自己開示について

心理のコツ

はじめに

 セラピスト側の情報や気持ちをクライエントに伝えることを自己開示といいます。そして自己開示はしないことが心理療法では原則とされることが多いです。ここでは、集団の中での自己開示の考え方に迫ってみたいと思います。

たとえばデイケアについて

 厳密に自己開示を禁じるのも一つの手ですが、デイケアなど日常に近い場面ではセラピストというよりは、生活者の側面が強くなるので得体の知れない存在としている事も不自然な場合も出てきます。ですから、何が何でも自己開示はしないという立場は少し違うかもしれません。私であれば、結婚していること、子どもがいること、年齢くらいは言っているかなというところです。では言う言わないの線引きはどこになるでしょうか。

個人情報は言わない、言うなら全員に言う

 結論から言うと集団の場でも自分自身の個人情報は言わないことが原則だと思います。ただし、この人になら良いだろうと言う見立ての上で開示するのは問題があります。伝えるのであれば、その集団の中の誰にでも公開しても良い情報のみにした方が良いです。個人情報を言うなら全員に言うつもりで言う必要があります。誰々には言ったが誰々には言っていないと言うことについては、極力ないようにするのが大切です。

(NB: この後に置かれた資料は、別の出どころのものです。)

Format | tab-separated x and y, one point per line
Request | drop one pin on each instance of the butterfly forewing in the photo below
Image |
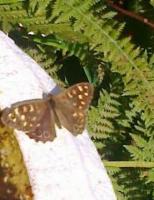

 なぜならグループの中ではスタッフの情報などはメンバーさん同士で共有されています。それは別にスタッフだからと言うわけでなく、人が集まれば情報は広まっていくものだからです。

自己開示を断る時

 全員に言っている言っていないを統一できていれば、「このことは言いたくないんです」「それは秘密なんですよ」という言い方ができます。ですので、誰かに言っていることについては中々断るのは難しいです。そこで何か理由をつけるのはかえって嘘の上塗りになってしまうので、「前に言っていたけど、それは言わない方がいいと思ってあの時から言わないようにしてるんです」とその時点からの対応を統一するのがいいように思われます。

 どうしても自己開示した方が関係性が深まるような気もしますが、無理をしてまで伝える方がその後の関係がぎこちなくなる可能性があります。

まとめ

 ただ積極的に言うか言わないかはもちろん、見立ては必要になってきます。聞かれたら言うのか、自分から言うのとではもちろん違うので、見立てが必要という意味です。自分の個人情報の色合いがどのような影響を相手に与えるかを吟味しておく必要があります。そして何より自分が言っていいと思っているかという感覚が一番大切になってくるかもしれません。